SUBHAN ALI Vs. MTMAKHDOMULNISSA

Decided On January 02, 1947
SUBHAN ALI Appellant
V/S
MTMAKHDOMULNISSA Respondents

JUDGEMENT

(1.) The sole question for determination in this second appeal is whether the waqf deed executed by Hidayat Ullah on 16 September 1919 is a valid waqf deed under the provisions of the Mussalman Waqf Validating Act, (6;VI. of 1913). Both the Courts below have held it to be a valid waqf deed. I agree with their view.
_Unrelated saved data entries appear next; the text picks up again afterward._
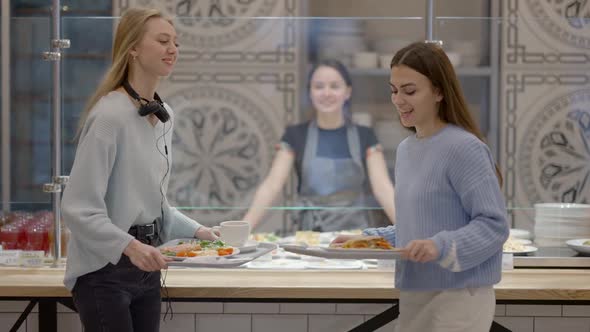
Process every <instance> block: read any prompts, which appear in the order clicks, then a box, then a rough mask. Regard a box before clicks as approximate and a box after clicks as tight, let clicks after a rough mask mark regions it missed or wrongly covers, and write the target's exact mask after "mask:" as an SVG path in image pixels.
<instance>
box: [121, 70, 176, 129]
mask: <svg viewBox="0 0 590 332" xmlns="http://www.w3.org/2000/svg"><path fill="white" fill-rule="evenodd" d="M123 88H124V89H125V91H127V93H128V94H129V95H130V96H131V98H133V99H135V100H137V101H138V102H139V104H140V106H139V109H138V110H137V112H138V113H139V115H141V116H147V115H150V114H154V115H155V116H156V117H157V118H158V119H160V121H162V123H164V122H166V121H168V120H170V114H168V111H166V108H164V103H163V102H162V99H160V96H158V94H157V93H154V100H152V101H149V100H147V99H145V98H143V97H141V96H140V95H139V94H138V93H137V92H136V91H135V90H133V88H132V87H131V84H129V82H128V81H127V80H125V81H123Z"/></svg>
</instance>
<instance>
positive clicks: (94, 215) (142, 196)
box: [61, 91, 201, 290]
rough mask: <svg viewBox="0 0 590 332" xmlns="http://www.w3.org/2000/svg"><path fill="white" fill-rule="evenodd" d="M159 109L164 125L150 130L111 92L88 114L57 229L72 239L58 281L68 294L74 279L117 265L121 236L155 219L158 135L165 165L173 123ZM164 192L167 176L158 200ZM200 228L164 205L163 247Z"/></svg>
mask: <svg viewBox="0 0 590 332" xmlns="http://www.w3.org/2000/svg"><path fill="white" fill-rule="evenodd" d="M165 106H166V109H167V110H168V113H170V116H171V119H170V121H168V122H167V123H165V124H163V123H161V122H159V121H158V123H157V124H156V125H155V126H153V125H152V124H151V123H150V122H149V121H148V120H147V118H144V117H140V116H139V114H138V113H137V108H136V107H135V105H133V103H132V102H131V100H130V99H129V97H127V95H125V94H123V93H120V92H116V91H113V92H110V93H109V94H108V95H106V96H104V97H102V98H101V99H100V100H99V101H98V103H97V104H96V105H95V106H94V108H93V109H92V111H91V112H90V115H89V117H88V119H87V121H86V123H85V125H84V128H83V130H82V133H81V135H80V141H79V143H78V149H77V151H76V158H75V160H74V165H73V167H72V171H71V173H70V181H69V183H68V184H67V186H66V189H65V191H64V194H63V200H62V205H61V207H62V216H63V221H64V222H65V224H66V225H67V226H68V227H69V228H70V230H71V232H72V235H71V237H70V240H69V242H68V257H67V265H66V273H65V279H64V284H65V286H66V288H68V289H69V290H72V289H73V288H74V285H75V284H76V279H77V278H78V277H79V276H82V275H84V274H87V273H89V272H93V271H96V270H98V269H100V268H102V267H104V266H105V265H107V264H108V263H109V262H110V263H112V264H116V263H117V262H118V261H119V258H120V257H121V254H122V253H123V250H124V249H125V248H126V247H127V245H128V244H129V242H131V240H132V239H133V237H132V236H131V235H129V234H128V233H127V231H128V230H129V228H130V227H131V226H132V225H141V224H147V223H151V222H152V221H154V219H156V218H158V217H159V216H160V215H161V210H160V203H161V194H160V181H161V180H162V178H163V177H164V174H165V173H166V169H167V166H166V159H165V157H164V137H161V136H162V135H163V134H164V132H166V135H165V140H166V142H167V146H168V160H171V159H172V156H171V154H170V152H171V149H170V142H171V137H172V130H171V129H172V128H171V126H172V123H173V121H174V117H173V113H172V110H171V109H170V107H169V106H168V105H165ZM156 143H157V145H158V147H159V150H160V151H161V153H160V151H158V148H157V147H156ZM171 167H172V166H171V165H170V168H171ZM167 187H168V176H166V181H165V182H164V184H163V192H164V194H165V193H166V189H167ZM200 226H201V225H200V224H198V223H197V222H196V221H194V220H192V219H190V218H188V217H186V216H184V215H183V214H182V213H180V212H179V211H177V210H176V209H174V208H171V207H170V206H169V205H168V202H167V201H166V200H165V201H164V223H163V225H162V234H161V236H162V237H163V240H164V241H167V240H169V239H174V238H180V237H193V236H194V234H195V231H196V230H197V229H198V228H199V227H200Z"/></svg>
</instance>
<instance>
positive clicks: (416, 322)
mask: <svg viewBox="0 0 590 332" xmlns="http://www.w3.org/2000/svg"><path fill="white" fill-rule="evenodd" d="M399 305H400V315H399V318H398V320H397V324H396V329H395V331H396V332H425V331H430V332H488V331H489V330H490V326H491V325H492V321H493V319H494V312H495V309H496V295H495V293H494V288H493V287H492V286H488V287H481V288H465V289H449V290H444V291H436V292H422V291H402V292H401V293H400V303H399Z"/></svg>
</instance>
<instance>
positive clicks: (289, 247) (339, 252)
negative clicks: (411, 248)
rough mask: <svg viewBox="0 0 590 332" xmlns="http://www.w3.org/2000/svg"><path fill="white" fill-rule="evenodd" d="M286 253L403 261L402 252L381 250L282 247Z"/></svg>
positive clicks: (360, 258) (399, 250)
mask: <svg viewBox="0 0 590 332" xmlns="http://www.w3.org/2000/svg"><path fill="white" fill-rule="evenodd" d="M281 247H282V248H283V249H285V251H289V252H292V253H296V254H300V255H308V256H315V257H323V258H332V259H401V251H400V250H399V249H397V250H396V249H394V250H379V249H336V248H324V247H307V246H301V245H291V244H284V245H281Z"/></svg>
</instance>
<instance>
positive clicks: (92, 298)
mask: <svg viewBox="0 0 590 332" xmlns="http://www.w3.org/2000/svg"><path fill="white" fill-rule="evenodd" d="M72 297H73V298H74V303H75V305H76V308H77V309H78V313H79V314H80V319H81V320H82V325H84V331H85V332H95V331H96V332H133V331H135V332H151V331H159V329H160V312H161V302H162V300H161V297H160V271H157V272H144V271H142V270H140V269H139V268H137V267H136V266H135V265H133V263H131V261H130V260H129V257H127V256H126V255H122V256H121V259H120V260H119V263H117V265H113V264H110V263H109V264H108V265H107V266H105V267H103V268H102V269H100V270H98V271H95V272H91V273H89V274H86V275H84V276H81V277H79V278H78V280H77V281H76V285H75V286H74V289H73V291H72Z"/></svg>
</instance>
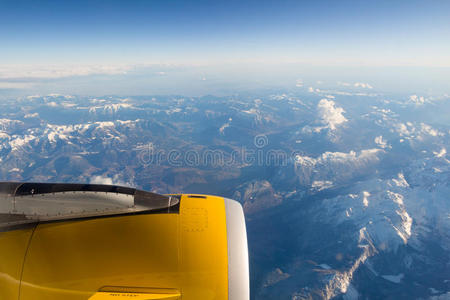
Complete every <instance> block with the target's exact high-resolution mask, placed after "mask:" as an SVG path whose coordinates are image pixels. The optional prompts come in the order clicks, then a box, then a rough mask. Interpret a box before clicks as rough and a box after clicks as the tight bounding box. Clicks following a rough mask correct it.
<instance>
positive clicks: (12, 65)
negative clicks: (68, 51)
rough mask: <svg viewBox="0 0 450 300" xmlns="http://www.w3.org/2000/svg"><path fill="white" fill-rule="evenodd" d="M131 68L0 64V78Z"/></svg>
mask: <svg viewBox="0 0 450 300" xmlns="http://www.w3.org/2000/svg"><path fill="white" fill-rule="evenodd" d="M131 68H132V66H131V65H0V80H1V79H3V80H7V79H30V80H32V79H56V78H64V77H72V76H87V75H95V74H106V75H119V74H125V73H126V72H127V71H128V70H130V69H131ZM2 84H6V83H2ZM8 84H9V85H11V84H15V83H8ZM23 84H25V83H17V85H18V86H19V85H23ZM27 84H30V83H27ZM17 88H18V87H17Z"/></svg>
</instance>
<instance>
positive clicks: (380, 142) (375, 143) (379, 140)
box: [375, 135, 388, 149]
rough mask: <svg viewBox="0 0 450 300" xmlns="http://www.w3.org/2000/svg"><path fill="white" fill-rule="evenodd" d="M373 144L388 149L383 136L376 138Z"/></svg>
mask: <svg viewBox="0 0 450 300" xmlns="http://www.w3.org/2000/svg"><path fill="white" fill-rule="evenodd" d="M375 144H377V145H378V146H379V147H380V148H383V149H384V148H386V147H388V144H387V141H386V140H385V139H383V136H381V135H380V136H377V137H376V138H375Z"/></svg>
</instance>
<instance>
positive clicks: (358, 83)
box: [353, 82, 373, 89]
mask: <svg viewBox="0 0 450 300" xmlns="http://www.w3.org/2000/svg"><path fill="white" fill-rule="evenodd" d="M353 86H354V87H360V88H363V89H373V86H371V85H370V84H368V83H364V82H355V83H354V84H353Z"/></svg>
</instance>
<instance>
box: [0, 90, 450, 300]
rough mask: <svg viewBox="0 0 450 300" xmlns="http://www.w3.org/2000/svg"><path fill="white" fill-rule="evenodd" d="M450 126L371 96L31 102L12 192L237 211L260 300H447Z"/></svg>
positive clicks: (396, 104) (4, 146) (30, 99)
mask: <svg viewBox="0 0 450 300" xmlns="http://www.w3.org/2000/svg"><path fill="white" fill-rule="evenodd" d="M297 84H299V83H297ZM347 87H348V88H349V90H343V88H347ZM369 87H370V88H369ZM449 116H450V99H449V97H448V96H440V97H437V96H429V95H409V94H408V95H384V94H382V93H380V92H377V91H374V89H373V88H372V87H371V86H370V85H366V84H364V86H363V85H361V84H358V85H356V84H352V85H351V86H346V85H341V86H340V88H339V89H338V90H333V89H327V90H325V89H318V88H314V87H311V88H310V87H303V84H302V85H301V86H300V87H299V86H297V88H296V90H294V91H283V92H281V93H280V92H279V91H273V92H261V93H258V94H256V93H255V94H252V95H248V94H246V95H242V96H239V95H235V96H232V97H214V96H208V97H200V98H192V97H181V96H171V97H154V96H148V97H147V96H141V97H114V96H109V97H102V98H98V97H96V98H94V97H77V96H69V95H47V96H30V97H26V98H21V99H11V101H5V102H2V103H1V104H0V164H1V168H0V176H1V179H2V180H26V181H48V182H54V181H62V182H93V183H106V184H122V185H131V186H136V187H139V188H144V189H148V190H153V191H156V192H161V193H172V192H180V191H183V192H195V193H212V194H220V195H224V196H227V197H233V198H235V199H237V200H239V201H241V202H242V203H243V205H244V208H245V210H246V212H247V221H248V231H249V234H248V236H249V242H250V252H251V257H250V259H251V270H252V283H251V284H252V296H253V298H254V299H315V298H318V299H319V298H321V299H331V298H345V299H381V298H383V299H384V298H390V299H399V298H404V299H411V298H416V299H438V298H439V297H441V298H445V297H448V295H449V293H450V234H449V232H450V199H449V195H450V157H449V155H448V153H447V152H448V151H449V149H450V118H449Z"/></svg>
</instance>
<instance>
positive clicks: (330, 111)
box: [317, 99, 348, 130]
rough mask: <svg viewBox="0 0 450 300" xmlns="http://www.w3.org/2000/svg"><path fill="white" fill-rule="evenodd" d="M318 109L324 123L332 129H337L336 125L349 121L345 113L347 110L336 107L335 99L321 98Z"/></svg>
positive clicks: (317, 108) (341, 107) (317, 106)
mask: <svg viewBox="0 0 450 300" xmlns="http://www.w3.org/2000/svg"><path fill="white" fill-rule="evenodd" d="M317 109H318V112H319V117H320V118H321V121H322V123H323V124H325V125H326V126H327V127H328V128H330V129H331V130H335V129H336V126H338V125H340V124H343V123H345V122H347V121H348V120H347V119H346V118H345V117H344V115H343V113H344V112H345V110H344V109H343V108H342V107H336V106H335V102H334V101H333V100H327V99H322V100H320V102H319V104H318V105H317Z"/></svg>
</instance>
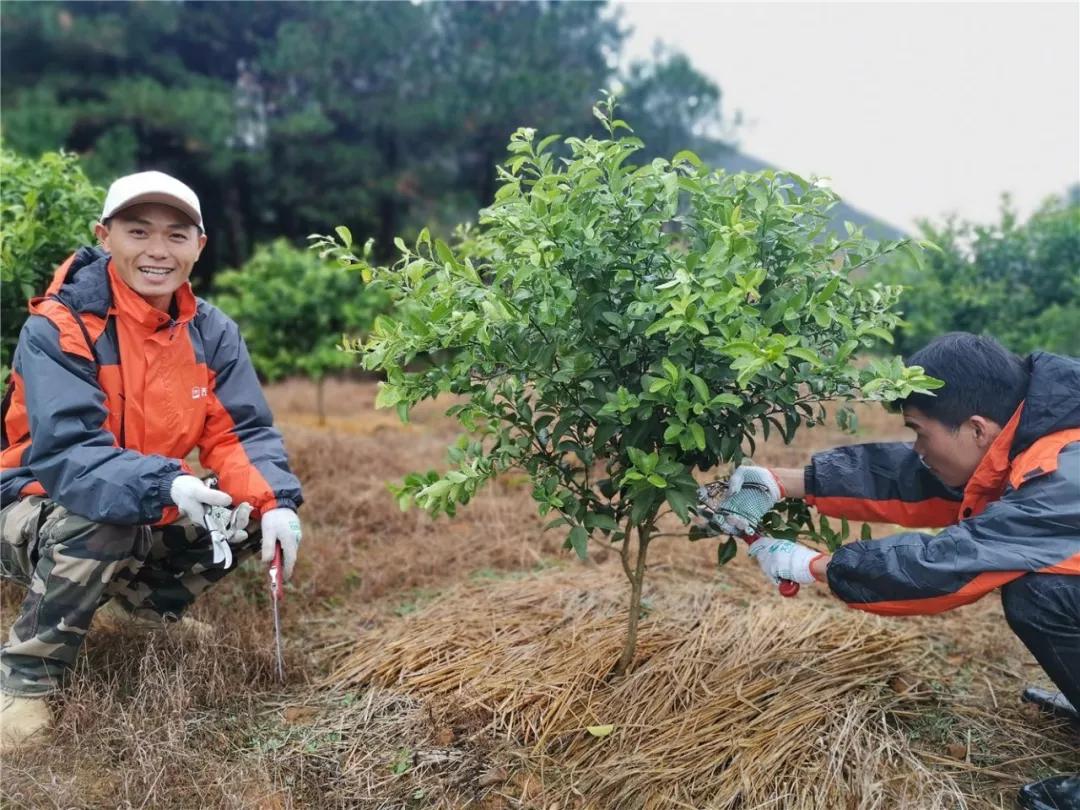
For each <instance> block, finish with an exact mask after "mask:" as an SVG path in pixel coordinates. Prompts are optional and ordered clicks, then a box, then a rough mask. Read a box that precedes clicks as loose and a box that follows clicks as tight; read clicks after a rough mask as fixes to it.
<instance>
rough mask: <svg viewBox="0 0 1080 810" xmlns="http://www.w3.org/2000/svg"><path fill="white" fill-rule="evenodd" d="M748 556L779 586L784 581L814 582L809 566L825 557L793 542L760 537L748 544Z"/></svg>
mask: <svg viewBox="0 0 1080 810" xmlns="http://www.w3.org/2000/svg"><path fill="white" fill-rule="evenodd" d="M750 555H751V556H752V557H754V559H756V561H757V564H758V565H759V566H761V570H762V571H765V576H766V577H768V578H769V579H771V580H772V582H773V583H774V584H779V583H780V580H782V579H786V580H791V581H792V582H800V583H802V584H809V583H811V582H814V581H815V580H814V576H813V575H812V573H811V572H810V564H811V563H813V561H815V559H816V558H818V557H823V556H825V555H824V554H822V553H821V552H818V551H814V550H813V549H808V548H807V546H805V545H801V544H800V543H797V542H795V541H794V540H780V539H775V538H771V537H761V538H758V539H757V540H755V541H754V542H753V543H751V544H750Z"/></svg>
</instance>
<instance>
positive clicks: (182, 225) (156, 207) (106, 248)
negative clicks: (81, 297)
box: [94, 203, 206, 312]
mask: <svg viewBox="0 0 1080 810" xmlns="http://www.w3.org/2000/svg"><path fill="white" fill-rule="evenodd" d="M94 233H95V234H96V235H97V239H98V241H99V242H100V243H102V246H103V247H104V248H105V249H106V251H108V253H109V254H110V255H111V256H112V261H113V265H114V267H116V269H117V273H118V274H119V275H120V278H121V279H123V281H124V283H125V284H126V285H127V286H130V287H131V288H132V289H134V291H135V292H136V293H138V294H139V295H140V296H143V298H145V299H146V300H147V302H149V303H150V306H152V307H157V308H158V309H160V310H162V311H165V312H167V311H168V305H170V303H171V302H172V300H173V293H175V292H176V291H177V289H179V288H180V287H181V286H183V285H184V283H185V282H186V281H187V280H188V279H189V278H191V269H192V268H193V267H194V266H195V261H198V260H199V255H200V254H201V253H202V249H203V247H204V246H205V244H206V235H205V234H204V233H202V232H200V230H199V228H198V227H197V226H195V225H194V224H193V222H192V221H191V220H190V219H189V218H188V217H187V215H185V214H184V213H181V212H180V211H178V210H176V208H174V207H172V206H170V205H163V204H161V203H140V204H138V205H132V206H131V207H129V208H124V210H123V211H119V212H117V214H116V215H113V216H112V217H111V218H110V219H109V224H108V225H104V224H102V222H98V224H97V225H96V226H95V228H94Z"/></svg>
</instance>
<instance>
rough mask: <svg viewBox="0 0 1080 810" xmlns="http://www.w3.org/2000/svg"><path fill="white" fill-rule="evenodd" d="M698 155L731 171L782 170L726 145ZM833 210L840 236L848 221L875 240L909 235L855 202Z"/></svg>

(2.) Under this deed Hidayat Ullah abdicated the property detailed therein to God, subject to certain conditions for obtaining spiritual benefit. The conditions provided that the income from the property would be spent in the first instance 1 on the expenses of Girhwin sharif Fatiah and milad and the balance after defraying the expenses on these items would be divisible among the beneficiaries. In the earlier part of the waqf deed it was mentioned that half the income of the property would go to his elder daughter for the expenses of herself and her children and the other half of the income would similarly go to the second daughter for smilar purposes. Lastly, the deed provided that no interference of any kind would be permissible in connection with the expenses on charitable purposes.

(3.) The deed makes it clear and it has been so observed in the judgments of the Courts below that there is no express provision in this waqf deed to the effect that the balance of income after meeting the expenses on the specified religious and charitable objects would ultimately be utilised for religious, pious or charitable purposes of any permanent character. The two Courts, however, held that impliedly the deed provides for such expenditure of the balance, and I agree with this interpretation of the deed.